Order from Randomness?

If you want to claim that a piece of data is random, then there must be no identifiable patterns within it for if there are, then the data is not random.

For example one can easily look at a long-term list of forwards sorted by on-ice shooting percentage and clearly see that it is not random. The top of the list is dominated by everyone we would identify as elite offensive forwards and the bottom of the list is dominated by 3rd and 4th liners. Even with just 2 years of data the list is fairly well sorted with a range/standard deviation not much greater than 8 years of data. There is meaning in the data.

This brings us to my latest stat of discussion, Sv%RelTM which I discussed in yesterday’s post where I showed with 8 years of data that players that post poor Sv%RelTM statistics are generally more offence oriented players while those that post a good Sv%RelTM are more likely to be defence oriented.

Of course, while long term, it is just one dataset and who knows, maybe it is just lucky it turned out that way. Plus we wouldn’t want to have to wait 8 years to draw any conclusions so I wanted to present some more data but by looking at 2 season datasets. In these charts I will look a the top 25 forwards in Sv%RelTM and the bottom 25 forwards in Sv%RelTM and compare the group average of the following stats:

  • GF60 RelTM
  • CF60 RelTM
  • %ofTeam DZFO / % of Team OZFO

You are probably well aware of the first two statistics which are offensive statistics relative to the players they are playing with (i.e. are they better offensive players or worse). The last stat gives us an indication of whether they started more shifts in the defensive zone than the offensive zone. The higher the number, the more defensive the players role is likely to be. So, here is what we get.

SvPctRelTM_vs_GF60RelTM

SvPctRelTM_vs_CF60RelTM

SvPctRelTM_vs_ZoneStarts

(Note: all data used is 5v5close data for forwards with at least 600 minutes of ice time in the 2 season datasets and 2000 minutes in the 8 season dataset)

What do we notice in these chats? Relative consistency. Every year the poor Sv%RelTM players are on average better offensive players and get a smaller percentage of the defensive zone starts (and presumably a larger percentage of offensive zone starts). You can’t get order from randomness so we can only conclude that Sv%RelTM is not a purely random stat.
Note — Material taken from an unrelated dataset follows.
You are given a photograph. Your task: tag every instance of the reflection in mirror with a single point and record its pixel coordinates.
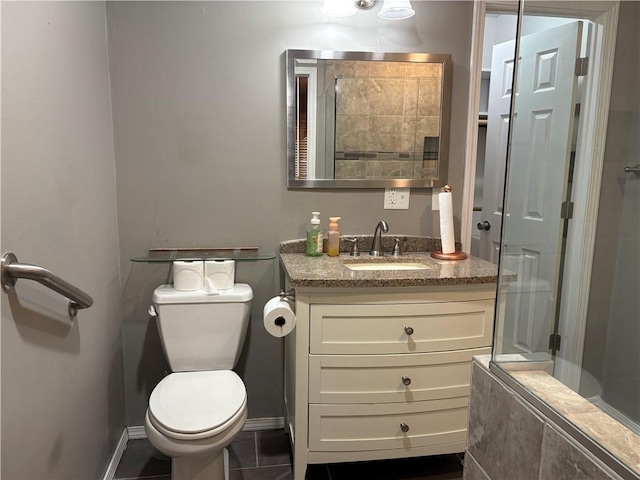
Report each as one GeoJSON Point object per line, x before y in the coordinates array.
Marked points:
{"type": "Point", "coordinates": [367, 120]}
How important is Sv%RelTM? Well, over 8 years the top 25 players had an average Sv%RelTM of +1.4 and the worst 25 players had an average Sv%RelTM of -1.3 (relative symmetry is nice too). If the average starting goalie posts a .915 Save % behind the top group they would have a .929 save percentage and behind the worst group it would be a .902 save percentage. Is that insignificant? While less than the variance in shooting percentage I wouldn’t say it is insignificant at all.

But what about the lack of year over year persistence?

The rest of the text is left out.